自分の感じていること、思っていることをその場で言葉にするのは難しいし、ともすれば紋切り型に流れがちです。しかし、既に存在している〈形〉の中に即興的に言葉を入れていくのは、[……]いわゆる〈自己表現〉からも〈意味〉からも自由にします。[……]詩的言語を目指すことで、[……]気付かずに流通している〈意味〉からつかの間解き放たれ、また〈散文〉に対する〈韻文〉の必ずしも意味にとらわれない音としての面白さ、豊かさも意識するようになります。[……]〈私〉の世界よりもはるかに広く深い〈言語〉の世界に気づき、自分の内部と同時に外部に言語を意識するようになる時、[……]言語というものの働きの根本に触れることになるのではないのでしょうか。           
          谷川俊太郎『詩ってなんだろう』文庫版へのあとがき

  ここで言われている、「いわゆる〈自己表現〉や〈意味〉」や「〈散文〉」というのは、「一貫性」とよく似ています。私たちは誰かに理解してもらうために、自分のことを散文的に表現するし、さらに自分のことを散文的に理解しようと努めます(自己分析なんてまさにそうですよね)。
 でも一方で、〈わたし〉は、意味にとらわれない存在としてある。

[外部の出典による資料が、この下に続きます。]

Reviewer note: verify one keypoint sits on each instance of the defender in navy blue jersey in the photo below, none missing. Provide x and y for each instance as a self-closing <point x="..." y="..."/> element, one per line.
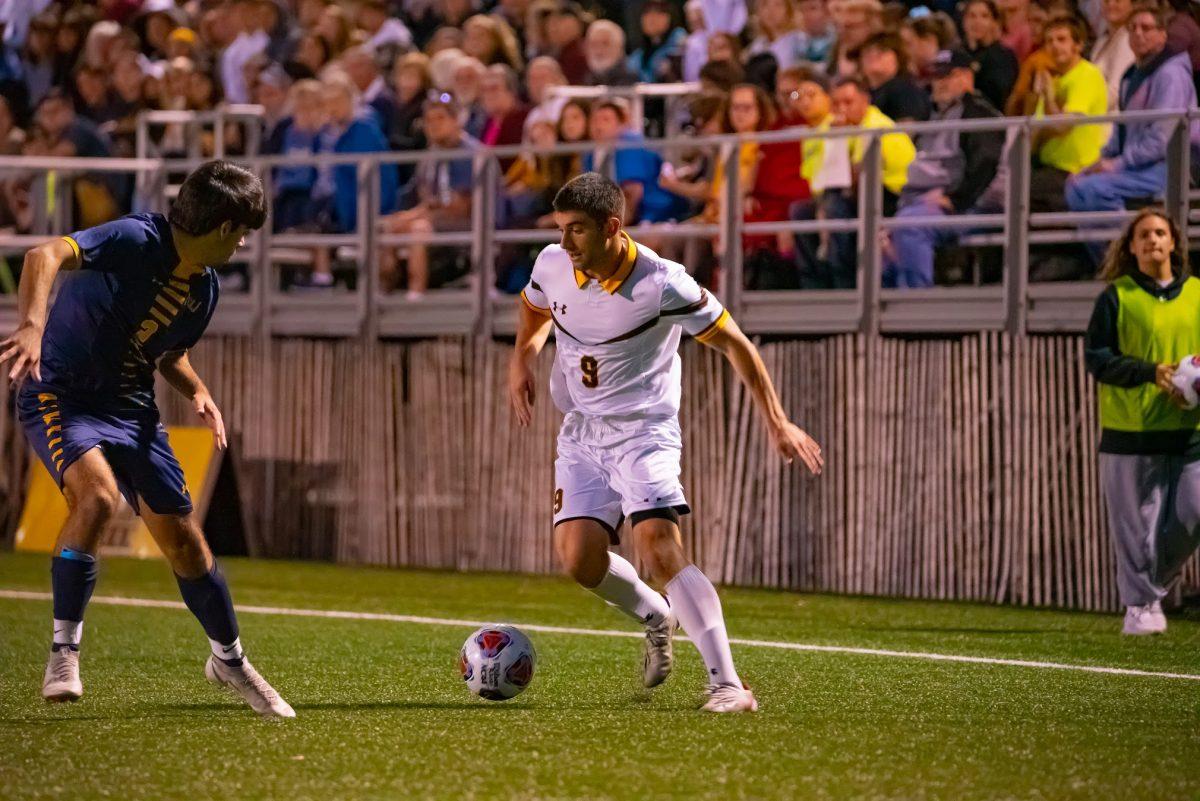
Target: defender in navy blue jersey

〈わたし〉は今までこうやって生きてきたから存在するわけでも、この先何かするために存在するでもなく、言ってしまえば〈意味〉もなく、存在してる。
 ……頭が痛くなってきましたが、つまり、意味にとらわれない存在、音のような存在である〈わたし〉は、〈意味〉がなくても楽しいし、豊かである。『〈わたし〉にとっての「一貫性」』は「一貫性」より劣ってるし、価値がない、そんなことはないって、〈韻文〉と〈散文〉の関係は、そう教えてくれます。
 谷川俊太郎はまた、こうも書いています。


同じ日本語によって書かれているので、散文的言語と詩的言語を、ほとんどの人は、ごっちゃにしています。けれどそのふたつの言語はときに渾然一体ともなりますが、ときに断絶と言っていいほどに隔てられると私は考えています。日々の暮らしの中での言葉の使い方だけをを物差しにして考えると、近づくことの難しい詩作品もあるのです。
               谷川俊太郎『詩ってなんだろう』あとがき

 日常(少なくとも私のまわりでは)、詩を好んで読む人はあまりいません。おそらく韻文を無意識に遠ざけてしまうのは、自分のことを散文的に理解しようとするように、韻文を散文として読んでいるからではないでしょうか。さらに言えば、韻文を韻文として読むことは恥ずかしいことのように思っているのかもしれません。だって、「一貫性」がないから、誰にも理解されない恐れがあるし、そしたら、ただ訳のわからないイタイことを呟いているだけになっちゃうから。
 でも、〈わたし〉は〈散文〉では表せません。だって散文で表された私は、所詮、他人からみえた私に過ぎないから。
 ぜひ、散文的世界に疲れてしまったら、何か適当な詩を読んでみたり、思いの丈を書いてみたらといいと思います、恥ずかしいかもしれないけど。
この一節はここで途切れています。